複数のオブジェクトを選択して[Tab]キーを押すと、複数のオブジェクトを編集することが可能になります。複数のオブジェクトの頂点位置を併せたい場合などに便利な機能となります。
※あくまでも複数のオブジェクトを同時に編集できる機能なので、例えばオブジェクトを超えて面を貼るなど、オブジェクトを跨ぐ編集はできません。
また、[Ctrl]キーを押しながら[Tab]キーを押すとメニューが表示されるので、表示されるメニューから選択することができます。
このメニューで表示されているように、Blenderにはオブジェクトモードと編集モードの他にもモードがあります。
他のメニュー項目はスカルプトモード等の特殊な編集を行うモードへの切り替えや、または着色やボーン機能の使用時の影響度などを調整するための機能などがあり、それらもこのメニューに表示されています。
オブジェクトモードと編集モードにおける編集の違い
Blenderでのオブジェクトを「箱」で例えると、2つの操作モードは以下のように例えられます。
オブジェクトモードは「箱そのもの」を編集することに相当します。
3Dモデル全体を編集できるので、箱をシーン内で移動させたり、回転させたり、拡大縮小させたりすることができます。
一方、編集モードは「箱の中身」を編集することに相当します。
3Dモデル自体を編集できるので、箱の中にある物を移動させたり、箱の形状を変えたりすることができます。
このように、オブジェクトモードと編集モードでは、編集する範囲が異なります。
例えば、オブジェクトモードでは3Dモデル全体を編集することができますが、オブジェクトモードのままだと箱の形状を編集することはできません。

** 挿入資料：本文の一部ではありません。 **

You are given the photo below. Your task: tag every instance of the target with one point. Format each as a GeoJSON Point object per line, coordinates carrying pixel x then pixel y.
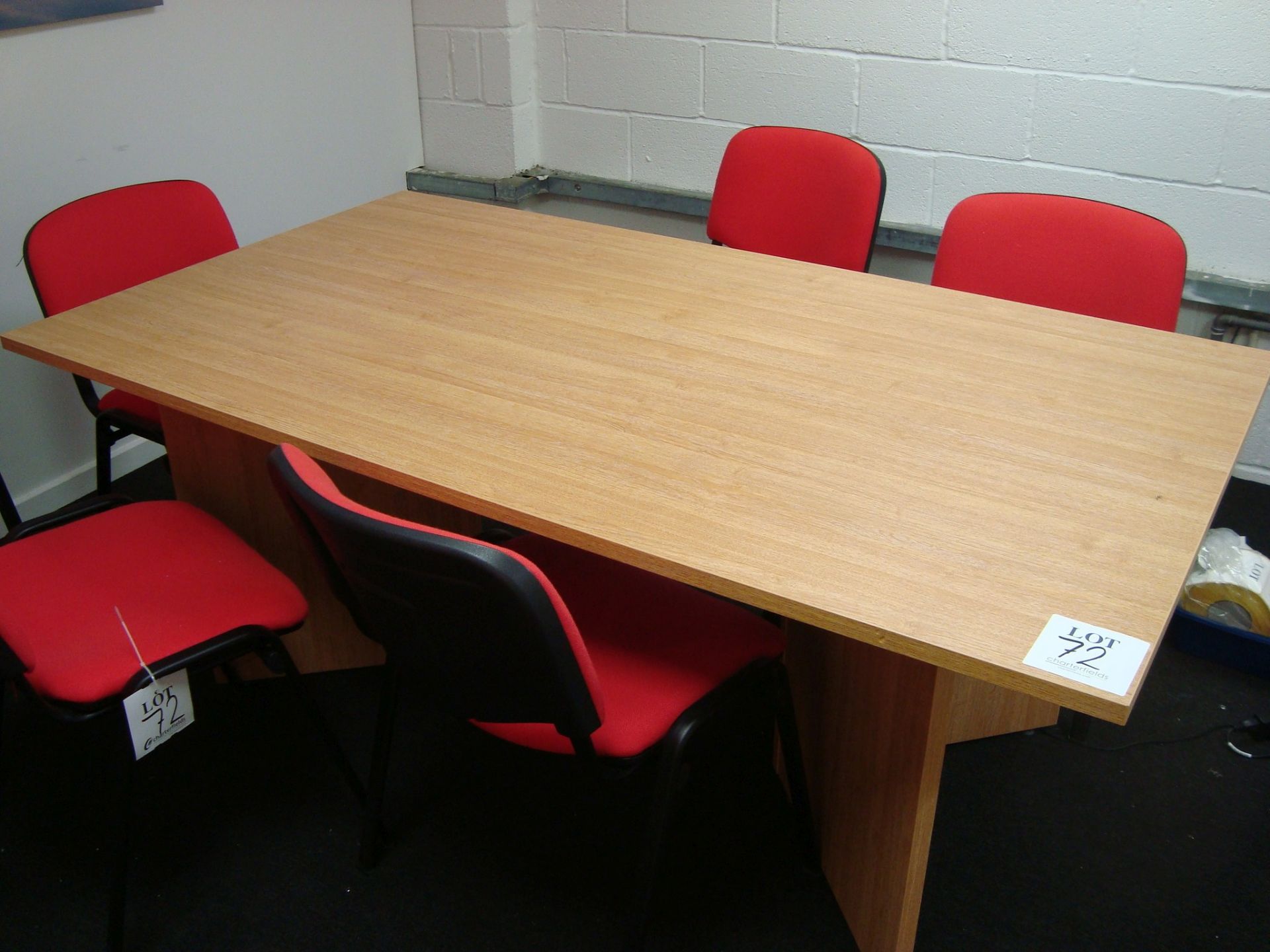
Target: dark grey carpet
{"type": "Point", "coordinates": [245, 836]}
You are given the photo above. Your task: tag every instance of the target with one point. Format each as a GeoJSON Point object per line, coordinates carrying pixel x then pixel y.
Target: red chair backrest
{"type": "Point", "coordinates": [1071, 254]}
{"type": "Point", "coordinates": [482, 626]}
{"type": "Point", "coordinates": [113, 240]}
{"type": "Point", "coordinates": [798, 193]}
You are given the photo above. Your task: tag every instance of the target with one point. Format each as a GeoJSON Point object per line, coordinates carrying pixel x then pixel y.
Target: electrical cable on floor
{"type": "Point", "coordinates": [1255, 728]}
{"type": "Point", "coordinates": [1054, 735]}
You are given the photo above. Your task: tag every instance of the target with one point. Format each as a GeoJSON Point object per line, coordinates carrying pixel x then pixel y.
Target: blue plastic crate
{"type": "Point", "coordinates": [1238, 649]}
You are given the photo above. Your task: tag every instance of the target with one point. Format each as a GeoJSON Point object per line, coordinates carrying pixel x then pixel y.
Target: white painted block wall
{"type": "Point", "coordinates": [288, 110]}
{"type": "Point", "coordinates": [1162, 106]}
{"type": "Point", "coordinates": [1159, 104]}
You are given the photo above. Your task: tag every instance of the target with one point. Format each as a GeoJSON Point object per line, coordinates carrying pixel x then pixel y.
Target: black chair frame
{"type": "Point", "coordinates": [550, 687]}
{"type": "Point", "coordinates": [220, 651]}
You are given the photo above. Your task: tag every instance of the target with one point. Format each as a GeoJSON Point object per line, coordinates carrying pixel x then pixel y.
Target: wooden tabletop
{"type": "Point", "coordinates": [923, 470]}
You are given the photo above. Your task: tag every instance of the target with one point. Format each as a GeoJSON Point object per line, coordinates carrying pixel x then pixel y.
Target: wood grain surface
{"type": "Point", "coordinates": [919, 469]}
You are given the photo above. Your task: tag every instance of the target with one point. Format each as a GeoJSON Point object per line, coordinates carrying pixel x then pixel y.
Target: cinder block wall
{"type": "Point", "coordinates": [1159, 104]}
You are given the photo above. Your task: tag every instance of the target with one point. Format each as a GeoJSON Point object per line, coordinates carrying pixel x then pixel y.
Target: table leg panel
{"type": "Point", "coordinates": [874, 727]}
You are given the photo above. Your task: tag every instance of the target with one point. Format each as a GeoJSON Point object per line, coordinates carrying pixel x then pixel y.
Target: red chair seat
{"type": "Point", "coordinates": [131, 404]}
{"type": "Point", "coordinates": [657, 645]}
{"type": "Point", "coordinates": [178, 576]}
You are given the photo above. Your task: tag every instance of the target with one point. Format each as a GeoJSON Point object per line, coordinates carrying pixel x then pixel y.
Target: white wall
{"type": "Point", "coordinates": [1162, 106]}
{"type": "Point", "coordinates": [288, 110]}
{"type": "Point", "coordinates": [1158, 104]}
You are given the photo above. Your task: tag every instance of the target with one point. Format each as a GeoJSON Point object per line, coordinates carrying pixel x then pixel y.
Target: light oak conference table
{"type": "Point", "coordinates": [916, 477]}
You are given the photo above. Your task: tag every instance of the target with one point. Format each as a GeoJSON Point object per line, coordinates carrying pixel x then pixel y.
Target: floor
{"type": "Point", "coordinates": [247, 838]}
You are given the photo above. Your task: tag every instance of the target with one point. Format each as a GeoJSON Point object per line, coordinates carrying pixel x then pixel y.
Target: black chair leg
{"type": "Point", "coordinates": [792, 752]}
{"type": "Point", "coordinates": [122, 848]}
{"type": "Point", "coordinates": [372, 826]}
{"type": "Point", "coordinates": [1075, 725]}
{"type": "Point", "coordinates": [666, 786]}
{"type": "Point", "coordinates": [105, 441]}
{"type": "Point", "coordinates": [281, 658]}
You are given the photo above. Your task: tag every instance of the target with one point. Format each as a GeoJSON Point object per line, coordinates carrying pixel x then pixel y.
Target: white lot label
{"type": "Point", "coordinates": [1089, 654]}
{"type": "Point", "coordinates": [159, 711]}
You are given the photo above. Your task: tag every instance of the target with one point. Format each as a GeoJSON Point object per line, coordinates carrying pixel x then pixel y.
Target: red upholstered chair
{"type": "Point", "coordinates": [798, 193]}
{"type": "Point", "coordinates": [544, 645]}
{"type": "Point", "coordinates": [192, 593]}
{"type": "Point", "coordinates": [1071, 254]}
{"type": "Point", "coordinates": [111, 241]}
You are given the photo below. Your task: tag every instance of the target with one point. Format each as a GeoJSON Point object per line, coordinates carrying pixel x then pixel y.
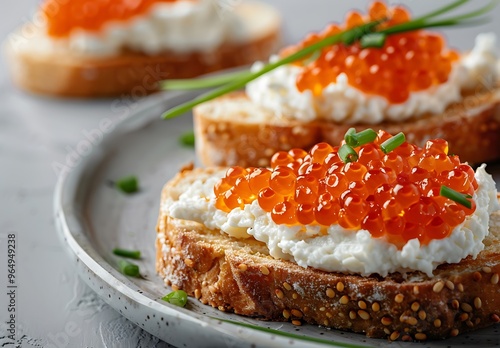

通常、モデリングする際には可能な限りモデルの編集作業を編集モードで完結させるようにし、オブジェクトモードはシーン内での配置位置などの使用に限定することで、モデル自体の大きさ調整などをオブジェクトモードで行わないことが混乱を生じさせないために重要となってきます。
ただしオブジェクトモードでオブジェクトを変形した後にモデル自体にその変更を適用したい場合は、後述の適用機能を使うこともできます。
オブジェクトモード、編集モードの違いはBlenderのデータ構造に由来しているものです。
データがどのように管理されているかを知りたい方は以下の記事も併せてご覧ください。
リンクと併せて使用
[Ctrl+D]キーの代わりに[Alt+D]キーでオブジェクトを複製すると、そのオブジェクトはリンクされたオブジェクトとして複製されます。
リンクされたオブジェクトとして使用する場合、編集モードで加わった変更は全てのリンクされたオブジェクトに適用されます。
しかし、オブジェクトモードで適用された変更(位置、拡大縮小、回転)などはそれぞれのオブジェクトに固有であるため、例えば、同じモデルでも位置や、大きさ、傾きが違うものなどの派生を作ることできます。
トランスフォームの適用とクリア
特にアニメーションを設定する際や、エクスポートする際にトランスフォームが残っていると不具合が出る場合があります。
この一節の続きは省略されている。